Prime opere per i Medici: la pietra ornata con lo stemma gentilizio di Cosimo I per la loggetta del Vasari nel palazzo di Parte Guelfa (1558-59), il busto in bronzo di Cosimo I (Uffizi) e sicuramente la deliziosa fontana dei Piccoli pescatori (Bargello). Il bozzetto del Nettuno (Londra, Victoria and Albert Museum) risale probabilmente al concorso del 1560. A questa data avrebbe già terminato una statua in marmo di Venere e una di Galatea (Borghini, p. 568) di cui si è perduta ogni traccia. La prima opera monumentale del B. - al quale può essere attribuita anche l'esecuzione definitiva - è la fontana del Nettuno a Bologna (1563-1567), sul cui zoccolo sono quattro putti che sostengono dei delfini, quattro nereidi, e numerosi ornamenti di foggia fantastica. Il bozzetto in bronzo del Nettuno si trova al Museo civico di Bologna.
In occasione del matrimonio di Francesco de' Medici il B. realizzò tre opere in bronzo: "un Mercurio di bronzo grande come un fanciullo di 15 anni, il quale insieme con una historia di bronzo, e una figurina pur di metallo fu mandato all'Imperadore" (Borghini, p. 587). L'originale del Mercurio sembra sia andato perduto; tuttavia esistono un bozzetto ridotto (conservato al Museo civico di Bologna) e la grande replica, eseguita nel 1580 per la villa Medici di Roma (Firenze, Bargello), oltre a varie repliche di dimensione ridotta per non parlare delle copie tarde. La "historia" è stata identificata (Tietze-Conrat) con il Rilievo allegorico del Kunsthistorisches Museum di Vienna; la "figurina" con una statuetta di Venere dopo il bagno dello stesso museo. In occasione dell'ingresso a Firenze dei giovani sposi, il 16 dic. 1565, il B. eseguì opere effimere di cui si è conservata solo la Fiorenza dell'Accademia (replica in marmo, del 1570, al Bargello); per il battesimo di Leonora, durante il carnevale 1568, eseguì dei "colossi" (cfr. Nagler).

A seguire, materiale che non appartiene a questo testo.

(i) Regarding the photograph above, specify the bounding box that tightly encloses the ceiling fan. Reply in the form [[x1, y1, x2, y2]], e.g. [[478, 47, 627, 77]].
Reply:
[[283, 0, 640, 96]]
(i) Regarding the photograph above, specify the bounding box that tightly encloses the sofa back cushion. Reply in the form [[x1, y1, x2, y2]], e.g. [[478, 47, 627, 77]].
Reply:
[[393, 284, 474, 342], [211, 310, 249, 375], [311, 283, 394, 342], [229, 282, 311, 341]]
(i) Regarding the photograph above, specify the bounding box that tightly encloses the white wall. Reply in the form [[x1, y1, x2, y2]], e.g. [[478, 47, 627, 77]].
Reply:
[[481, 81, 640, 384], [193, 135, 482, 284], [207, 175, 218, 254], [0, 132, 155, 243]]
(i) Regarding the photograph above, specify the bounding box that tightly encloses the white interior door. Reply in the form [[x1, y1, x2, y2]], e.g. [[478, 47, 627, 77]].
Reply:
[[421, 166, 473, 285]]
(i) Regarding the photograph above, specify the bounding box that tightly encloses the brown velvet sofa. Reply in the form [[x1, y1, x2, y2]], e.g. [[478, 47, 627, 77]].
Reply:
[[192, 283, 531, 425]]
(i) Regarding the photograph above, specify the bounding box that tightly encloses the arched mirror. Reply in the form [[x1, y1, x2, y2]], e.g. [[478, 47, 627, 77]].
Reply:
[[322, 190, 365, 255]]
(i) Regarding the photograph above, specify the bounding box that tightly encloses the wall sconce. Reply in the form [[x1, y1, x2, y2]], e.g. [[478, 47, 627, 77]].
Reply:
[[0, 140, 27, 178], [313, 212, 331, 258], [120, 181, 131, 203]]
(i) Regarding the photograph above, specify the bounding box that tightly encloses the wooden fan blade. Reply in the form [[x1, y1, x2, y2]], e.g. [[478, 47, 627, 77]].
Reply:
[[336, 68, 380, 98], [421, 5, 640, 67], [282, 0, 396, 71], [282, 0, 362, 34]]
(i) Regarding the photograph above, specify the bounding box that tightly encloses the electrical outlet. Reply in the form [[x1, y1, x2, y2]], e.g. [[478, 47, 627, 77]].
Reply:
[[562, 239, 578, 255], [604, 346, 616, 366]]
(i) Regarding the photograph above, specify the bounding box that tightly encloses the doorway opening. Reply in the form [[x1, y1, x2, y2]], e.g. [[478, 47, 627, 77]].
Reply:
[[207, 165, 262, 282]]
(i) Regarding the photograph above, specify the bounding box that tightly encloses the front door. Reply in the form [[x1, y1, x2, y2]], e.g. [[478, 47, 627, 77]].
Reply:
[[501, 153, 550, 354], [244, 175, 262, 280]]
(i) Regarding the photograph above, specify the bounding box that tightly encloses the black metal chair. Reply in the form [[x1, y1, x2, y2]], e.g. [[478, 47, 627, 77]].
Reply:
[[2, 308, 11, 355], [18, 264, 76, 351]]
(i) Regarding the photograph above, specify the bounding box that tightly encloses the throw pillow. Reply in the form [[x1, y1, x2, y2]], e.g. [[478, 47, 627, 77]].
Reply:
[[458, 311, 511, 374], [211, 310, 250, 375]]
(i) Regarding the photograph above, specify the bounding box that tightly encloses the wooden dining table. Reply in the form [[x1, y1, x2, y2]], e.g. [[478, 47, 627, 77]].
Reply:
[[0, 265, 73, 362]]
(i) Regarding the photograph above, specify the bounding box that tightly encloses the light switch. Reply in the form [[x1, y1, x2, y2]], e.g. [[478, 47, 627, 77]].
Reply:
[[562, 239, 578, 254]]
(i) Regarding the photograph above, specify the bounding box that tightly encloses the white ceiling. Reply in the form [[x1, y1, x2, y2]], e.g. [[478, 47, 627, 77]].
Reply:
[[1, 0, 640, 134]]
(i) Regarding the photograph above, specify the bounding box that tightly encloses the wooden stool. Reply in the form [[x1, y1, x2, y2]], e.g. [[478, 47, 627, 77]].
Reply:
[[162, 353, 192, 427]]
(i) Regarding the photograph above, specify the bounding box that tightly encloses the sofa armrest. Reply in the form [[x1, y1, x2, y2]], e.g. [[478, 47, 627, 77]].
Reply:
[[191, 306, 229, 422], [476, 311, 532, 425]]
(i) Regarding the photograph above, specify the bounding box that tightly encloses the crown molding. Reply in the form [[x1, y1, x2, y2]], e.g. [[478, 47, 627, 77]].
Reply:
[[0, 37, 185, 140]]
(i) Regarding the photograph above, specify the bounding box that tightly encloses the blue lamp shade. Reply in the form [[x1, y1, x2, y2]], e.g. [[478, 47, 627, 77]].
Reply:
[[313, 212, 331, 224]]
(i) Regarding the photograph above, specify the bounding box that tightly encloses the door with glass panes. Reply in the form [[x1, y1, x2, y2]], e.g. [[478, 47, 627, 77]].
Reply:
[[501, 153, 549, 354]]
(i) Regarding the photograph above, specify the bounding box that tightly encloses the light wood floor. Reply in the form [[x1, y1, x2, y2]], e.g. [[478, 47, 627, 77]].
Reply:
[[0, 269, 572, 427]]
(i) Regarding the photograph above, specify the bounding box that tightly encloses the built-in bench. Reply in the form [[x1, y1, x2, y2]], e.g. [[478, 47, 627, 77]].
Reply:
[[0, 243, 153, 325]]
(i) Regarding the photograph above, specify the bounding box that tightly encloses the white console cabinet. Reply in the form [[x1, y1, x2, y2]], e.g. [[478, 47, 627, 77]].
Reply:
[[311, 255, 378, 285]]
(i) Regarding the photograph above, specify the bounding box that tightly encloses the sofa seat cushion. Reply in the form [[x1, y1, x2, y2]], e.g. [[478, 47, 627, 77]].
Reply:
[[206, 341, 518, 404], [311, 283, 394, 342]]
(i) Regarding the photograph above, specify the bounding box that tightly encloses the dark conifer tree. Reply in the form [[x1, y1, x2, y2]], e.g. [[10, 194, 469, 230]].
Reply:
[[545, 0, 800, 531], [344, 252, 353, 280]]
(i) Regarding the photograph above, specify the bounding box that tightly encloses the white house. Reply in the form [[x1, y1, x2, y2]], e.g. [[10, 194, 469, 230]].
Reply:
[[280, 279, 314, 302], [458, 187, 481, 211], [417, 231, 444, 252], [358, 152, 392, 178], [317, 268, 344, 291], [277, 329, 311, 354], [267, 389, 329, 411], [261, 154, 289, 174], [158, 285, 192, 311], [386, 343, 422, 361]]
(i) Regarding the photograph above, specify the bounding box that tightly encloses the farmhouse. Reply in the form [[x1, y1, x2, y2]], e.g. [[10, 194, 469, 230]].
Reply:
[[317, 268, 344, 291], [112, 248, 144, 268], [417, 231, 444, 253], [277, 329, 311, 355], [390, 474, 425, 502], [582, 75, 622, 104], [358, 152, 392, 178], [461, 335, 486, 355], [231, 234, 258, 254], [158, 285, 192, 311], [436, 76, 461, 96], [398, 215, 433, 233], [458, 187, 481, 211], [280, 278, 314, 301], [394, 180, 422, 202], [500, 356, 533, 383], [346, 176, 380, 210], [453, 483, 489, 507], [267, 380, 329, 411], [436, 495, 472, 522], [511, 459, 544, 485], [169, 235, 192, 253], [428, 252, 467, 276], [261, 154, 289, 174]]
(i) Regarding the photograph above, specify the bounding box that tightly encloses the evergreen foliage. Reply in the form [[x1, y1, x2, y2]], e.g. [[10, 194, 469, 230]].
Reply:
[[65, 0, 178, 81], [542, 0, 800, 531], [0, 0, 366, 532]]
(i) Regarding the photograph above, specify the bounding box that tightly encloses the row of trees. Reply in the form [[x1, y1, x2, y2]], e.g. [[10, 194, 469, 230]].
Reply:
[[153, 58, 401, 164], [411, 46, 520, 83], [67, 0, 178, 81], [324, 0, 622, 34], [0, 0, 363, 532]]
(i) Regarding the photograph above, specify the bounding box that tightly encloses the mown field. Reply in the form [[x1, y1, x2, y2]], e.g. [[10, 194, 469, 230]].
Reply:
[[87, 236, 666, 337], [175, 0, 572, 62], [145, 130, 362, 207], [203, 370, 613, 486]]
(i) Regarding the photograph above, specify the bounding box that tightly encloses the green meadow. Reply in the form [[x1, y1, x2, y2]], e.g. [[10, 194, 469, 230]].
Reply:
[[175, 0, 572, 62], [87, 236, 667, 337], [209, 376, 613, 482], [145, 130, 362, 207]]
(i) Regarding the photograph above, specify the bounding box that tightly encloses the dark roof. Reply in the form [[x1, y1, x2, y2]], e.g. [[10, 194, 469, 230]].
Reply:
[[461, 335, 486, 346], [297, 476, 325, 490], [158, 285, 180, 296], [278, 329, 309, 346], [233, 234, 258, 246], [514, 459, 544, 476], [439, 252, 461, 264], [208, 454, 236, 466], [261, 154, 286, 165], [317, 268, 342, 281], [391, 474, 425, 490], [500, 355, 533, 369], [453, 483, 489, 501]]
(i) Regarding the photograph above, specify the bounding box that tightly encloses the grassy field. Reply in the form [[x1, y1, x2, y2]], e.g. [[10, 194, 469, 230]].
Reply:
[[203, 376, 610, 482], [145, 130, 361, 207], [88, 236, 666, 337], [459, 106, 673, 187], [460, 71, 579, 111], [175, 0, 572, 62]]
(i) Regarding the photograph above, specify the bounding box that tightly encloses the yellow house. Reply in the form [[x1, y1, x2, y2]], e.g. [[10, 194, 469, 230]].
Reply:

Tra le opere che il B. eseguì per Francesco de' Medici possono essere segnalate: la fontana con Sansone che atterra il Filisteo (vasca nel parco di Aranjuez; gruppo marmoreo e una delle scimmie di bronzo a Londra, Victoria and Albert Museum); gli Uccelli che ornavano una grotta della villa di Castello (Museo nazionale); l'Apollo in bronzo dello studiolo di Palazzo Vecchio. Un gran numero di statuette eseguite in metallo prezioso sono perdute, tra cui Le fatiche di Ercole, statuette femminili, ecc., ma le composizioni sono note attraverso repliche o copie in bronzo. Tra la massa di statuette che vengono attribuite al B. possono considerarsi certamente autentiche l'Astronomia (Vienna, Kunsthistorisches Museum), la Venere accovacciata, l'Ercole con la mazza, il Cristo alla colonna, il piccolo Suonatore di cornamusa, il Nano Morgante sul drago (tutti al Museo nazionale), il Centauro che rapisce Deianira (Parigi, Louvre, e Huntington Art Gallery, di San Marino, California).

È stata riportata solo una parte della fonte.